やぁ。トガシスト。
秋になって
人恋しくなったら
いつでも電話しな。
9月は楽しかった?
俺は初めて『フェス』ってやつに行ってきたよ。
俺はもうとにかく不安だった。
どうやって音楽にのるんだ。
恥ずかしがったりしたらださいよなー。
なに着てこうか。
初めての経験はいつだって不安と期待が表裏一体。少しのワクワクを背負ってフェスに向かった。
場所は川崎の『BAY CAMP』
後輩のTOYの菊ちゃんが誘ってくれて
菊ちゃん、菊ちゃんの友達の子、愛ちゃんの順平、チュランペットのとしぱんち、ツヨシのノディ、陣野くん。
のメンバーで参戦。
大所帯。
会場のステージは4ヶ所あって。
メインのステージが2ヶ所、少し小さめのステージが2ヶ所。
それぞれのステージにタイムスケジュールが組まれていて気になっているバンドの時間になるとそこに移動する。そんな感じだった。
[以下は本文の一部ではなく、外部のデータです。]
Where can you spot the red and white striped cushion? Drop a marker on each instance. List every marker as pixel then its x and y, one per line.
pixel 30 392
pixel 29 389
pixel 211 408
フェス自体はお昼からやっていたのだけど俺は用事が終わって17時から合流する形になった。
川崎駅からシャトルバスに乗って会場に着くと順平が入り口まで迎えに来てくれていた。
「富樫さん。いま『Rei』っていう女性アーティストがやってるとこなんですけどパワフルでめちゃくちゃカッコイイんですよ」
いつもはローなテンションで顔色悪めの順平がイキイキと顔色良さげに言う。
これがフェス。。
様々なステージから聞こえる音に早速まみれながら、メインよりは少し小さめのステージに向かった。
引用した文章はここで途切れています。